Não há como não rir à gargalhada quando os
Sunflowers arrancam o seu concerto - e, por conseguinte, dão o mote para a segunda semana do Jameson Urban Routes - com um
snippet de "Take Me Home, Country Roads", de John Denver, em estilo de trocadilho piadético para com "UFO, Please Take Me Home", que surgiu logo a seguir. Um momento tão estupidamente punk que nem o grito
NÓS SOMOS DO PORTO, CARALHO! o suplantou. Aliás, não há como não rir à gargalhada da postura em palco de Carlos de Jesus, guitarrista
extraordinaire e irmão de sangue nestas coisas de odiar profundamente aranhas. Mas, e fora de merdas, os Sunflowers são das bandas mais essenciais do Portugal actual -
garage rock sem espinhas onde cabem canções fantásticas como "Mama Kim" ou "The Witch", onde os Ramones são relembrados através de uma versão da "Blitzkrieg Bop" e onde até os "convidados" La Femme não conseguem evitar o
mosh. Perto do final, receberam em palco o amigo Fred, dos 800 Gondomar, que a eles se juntou no baixo para uma música que
é fixe e cuja cavalgada
levou um alien a fazer
crowdsurf. Do caralho.
E já que falámos dos
La Femme e de punk, permitam-nos isto: a banda parisiense é a coisa mais punk a sair de França desde os Métal Urbain ou a "Lemon Incest" do Gainsbourg. Poucas foram as vezes em que o Musicbox esteve tão louco - se calhar até nunca aconteceu - como durante o concerto da banda, que se estreou em Portugal dois anos após a edição do seu álbum de estreia, eles que detêm um culto considerável por cá, prova disso ter sido este o único dia do Urban Routes que esgotou atempadamente. Três teclados em palco, um baixo, uma guitarra, uma bateria, e trezentas pessoas a dançar e a saltar e a sentir que a vida é bonita durante mais de uma hora, dentro da qual se ouviram canções como "Télégraphe", "It's Time To Wake Up" e, evidentemente, "Sur La Planche", a tal do anúncio da Renault.
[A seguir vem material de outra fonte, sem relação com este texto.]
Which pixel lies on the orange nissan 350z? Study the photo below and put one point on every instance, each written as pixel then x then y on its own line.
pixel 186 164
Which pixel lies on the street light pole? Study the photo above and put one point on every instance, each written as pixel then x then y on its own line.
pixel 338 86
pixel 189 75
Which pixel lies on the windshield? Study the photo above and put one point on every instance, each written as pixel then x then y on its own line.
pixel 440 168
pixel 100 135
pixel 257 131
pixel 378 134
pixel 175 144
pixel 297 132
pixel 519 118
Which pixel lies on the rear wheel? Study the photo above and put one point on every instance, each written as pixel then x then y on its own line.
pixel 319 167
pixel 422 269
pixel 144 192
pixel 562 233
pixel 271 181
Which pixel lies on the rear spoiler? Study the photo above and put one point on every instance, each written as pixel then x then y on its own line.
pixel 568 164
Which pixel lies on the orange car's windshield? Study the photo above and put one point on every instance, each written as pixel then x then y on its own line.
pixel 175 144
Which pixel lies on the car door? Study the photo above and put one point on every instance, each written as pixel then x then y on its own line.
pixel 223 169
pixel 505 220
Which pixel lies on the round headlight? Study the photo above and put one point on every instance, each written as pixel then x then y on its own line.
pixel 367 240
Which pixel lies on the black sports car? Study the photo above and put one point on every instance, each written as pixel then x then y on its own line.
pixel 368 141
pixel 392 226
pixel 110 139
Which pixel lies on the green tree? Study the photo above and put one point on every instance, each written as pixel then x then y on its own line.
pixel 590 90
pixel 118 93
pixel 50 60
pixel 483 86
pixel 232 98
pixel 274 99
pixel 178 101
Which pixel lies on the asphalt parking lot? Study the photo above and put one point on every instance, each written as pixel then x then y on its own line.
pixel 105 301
Surf, psicadelismo, muita pop e uma
coolness característica que fizeram deste um dos melhores concertos do ano,
hype inteiramente justificado que terminou em apoteose - e com muito álcool despejado nas bocas da primeira fila - com "Antitaxi", que vistas bem as coisas deve ser uma canção pró-Uber. O problema: o segundo
encore, com "La Femme Ressort", feito forçadamente a martelo, estragou um bocado aquela que podia ter sido uma noite perfeita, à semelhança do concerto dos GY!BE no Amplifest em 2012. Mas que se foda; os La Femme chegaram, viram, venceram e ainda ficaram para tirar
selfies com fãs no dia seguinte.
Para fechar em grande o festival,
Ricardo Remédio subiu ao palco na noite de Halloween para começar a preparar os ouvidos alheios para a edição do seu futuro álbum, que sairá algures em 2012 e que, avançamos já, é uma evolução na sonoridade do ex-Löbo. Há aplausos quando tira a
sweat (como não, que gato!) e há gente a dançar ao som da tempestade eléctrica, electronicamente processada, que o músico veio desabar sobre o Musicbox, uma gravidade negra e violenta que atinge o seu auge na "velhinha" "O(s) Cobarde(s)", transportando-nos para um lugar sombrio onde os mortos dançam em câmara lenta. Sublime. Não menos sublime foi o concerto a meias dos
Suuns e
Jerusalem In My Heart. Os canadianos e o libanês radicado no Canadá apresentaram um espectáculo grandioso, com projecções particulares a iluminar o palco e uma dose invulgar - e extraordinária - de cantos árabes, seis cordas a ferver e ritmos
kraut. Arriscamos dizer que, se o público tivesse enchido a sala como o fez com os La Femme, este teria sido um momento tão efusivo como o costumam ser os concertos de Omar Souleyman. Como tal não aconteceu, ficámos só com a música - uma
trip fenomenal cujo ponto mais alto é "Metal", logo a abrir, quatro guitarras simultâneas que nos fizeram acreditar que Alá existe e Maomé é o seu profeta. Uma hora de magia onde até foi possível vislumbrar um
keffiyeh a ser girado no ar, no meio do público. E uma colaboração que, se em disco é interessante, ao vivo é um assombro. O Urban Routes terminaria com HHY & The Macumbas e RP Boo, não descritos aqui dada a indisposição súbita da fotógrafa Bodyspace - mas fica a ressalva de que as propostas apresentadas nesta edição compuseram aquele que foi, muito provavelmente, o melhor cartaz do ano. Em 2016 a fasquia irá estar elevadíssima.